What if PRI wins?
Mexico is not the country it was in 1994; the media is more independent and other institutions stronger
The upcoming Mexican elections are generating plenty of interest in Mexico, but almost none at all out there in the world. Yet the friends and partners of Mexico would do well to take a closer look. The voters seem to like Enrique Peña Nieto, of the PRI - the single party, famous for corruption, that governed Mexico for more than 70 years. But according to most media commentators, his victory would constitute a restoration of authoritarian rule; corrupt, nationalist, discredited. Has the PRI, like the French Bourbons in 1815, indeed "learned nothing, and forgotten nothing?" Or would the PRI's return to power constitute an alternation of the normal democratic variety?
I worked for PRI's first (and so necessary) defeat in 2000. But now I think a Peña Nieto presidency need not be a restoration, or a cause for apprehension, for three reasons. In the first place, Peña Nieto would be the first PRI president not picked by his predecessor. Even Zedillo, the last PRI president, admitted that his election had been unfair. So were those of all his predecessors. Under the PRI, every head of state of Mexico chose his successor. The elections were a formality, a fraud.
Secondly, Mexico is not the same.

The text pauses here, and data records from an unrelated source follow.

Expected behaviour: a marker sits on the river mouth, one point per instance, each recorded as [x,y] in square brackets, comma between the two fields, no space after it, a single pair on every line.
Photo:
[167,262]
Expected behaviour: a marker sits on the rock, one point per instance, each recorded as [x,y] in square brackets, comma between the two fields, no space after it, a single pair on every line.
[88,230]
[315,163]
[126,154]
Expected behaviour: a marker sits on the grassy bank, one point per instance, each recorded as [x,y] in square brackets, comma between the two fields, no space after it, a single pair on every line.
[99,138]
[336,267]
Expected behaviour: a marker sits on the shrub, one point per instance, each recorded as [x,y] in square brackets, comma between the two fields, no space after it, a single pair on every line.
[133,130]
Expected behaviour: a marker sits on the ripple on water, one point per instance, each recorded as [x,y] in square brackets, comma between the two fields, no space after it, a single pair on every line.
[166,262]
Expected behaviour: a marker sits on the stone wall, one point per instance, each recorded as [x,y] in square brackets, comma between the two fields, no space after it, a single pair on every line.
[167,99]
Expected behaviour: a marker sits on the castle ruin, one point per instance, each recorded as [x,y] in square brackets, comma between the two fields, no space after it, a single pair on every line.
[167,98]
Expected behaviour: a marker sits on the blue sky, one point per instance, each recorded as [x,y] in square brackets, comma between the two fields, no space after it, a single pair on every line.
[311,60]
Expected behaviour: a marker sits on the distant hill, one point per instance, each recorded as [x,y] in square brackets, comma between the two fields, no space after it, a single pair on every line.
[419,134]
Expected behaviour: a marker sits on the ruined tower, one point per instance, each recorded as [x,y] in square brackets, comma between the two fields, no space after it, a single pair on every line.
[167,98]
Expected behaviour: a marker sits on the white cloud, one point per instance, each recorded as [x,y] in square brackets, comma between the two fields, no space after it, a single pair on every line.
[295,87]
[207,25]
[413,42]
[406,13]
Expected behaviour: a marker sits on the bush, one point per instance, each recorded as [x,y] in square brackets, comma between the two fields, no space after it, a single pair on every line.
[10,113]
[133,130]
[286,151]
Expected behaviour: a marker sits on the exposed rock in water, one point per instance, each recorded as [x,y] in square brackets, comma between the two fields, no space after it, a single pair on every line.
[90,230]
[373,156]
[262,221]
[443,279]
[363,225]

The context is different from that of 1994. Now there are countervailing forces. The new president, particularly if he is Peña Nieto, will face hostile majorities in several legislative chambers, national and regional. Though their quality often leaves a lot to be desired, the Mexican media are freer and stronger than they used to be; and civil society more organized and energetic.
Above all, the new president must coexist with a variety of official bodies that have grown up in recent years, which are not just sounding boards for the president. The Supreme Court has hit hard at both Fox and Calderón, to the great benefit of Mexican society. The Federal Electoral Institute gives a seal of legitimacy to each election in Mexico, presidential or legislative. The Bank of Mexico has been fully independent since 1993, and is a partial guarantee of macroeconomic prudence. The Federal Institute of Access to Information, also autonomous, stands for transparency and is a headache to several political powers. So does the Statistical Institute, which has largely curbed the old practices of cooking the books. The external context has also changed. Mexico is now enmeshed in a tangle of free-trade agreements, most of them with clauses concerning corruption, human rights, the environment and indigenous peoples, which cannot all be broken at whim. Admittedly, not all these clauses have been effective; human rights violations are on the upturn under Calderón, and do not seem to have cost him much. But the clauses are there.
The economic, socio-cultural and political integration of Mexico into North America, and its growing openness to the rest of the world, have generated a different view of Mexico abroad. It is no longer a view centered on colorful history and beaches, but a more rigorous examination, often arrogant and interfering, of our property rights, the probity of our institutions, the transparency of public and private companies, security, the freedom of the press and the rendering of accounts. The case of Walmart and its bribes, which rated three whole pages in The New York Times, is emblematic. Neither the newspaper, nor the SEC, nor, indeed, Walmart, used to pay any attention to Mexico.
No doubt there are plenty of people in the PRI who will go back to their old ways - that is, stealing. But either our democracy is a real one, where the will of the voters prevails, or it is useless. Mexico has survived many catastrophes in its history; it will survive a return of the PRI, and may even benefit by the election - an honest one - of Peña Nieto.
Jorge G. Castañeda is a political analyst and member of the American Academy of Arts & Sciences.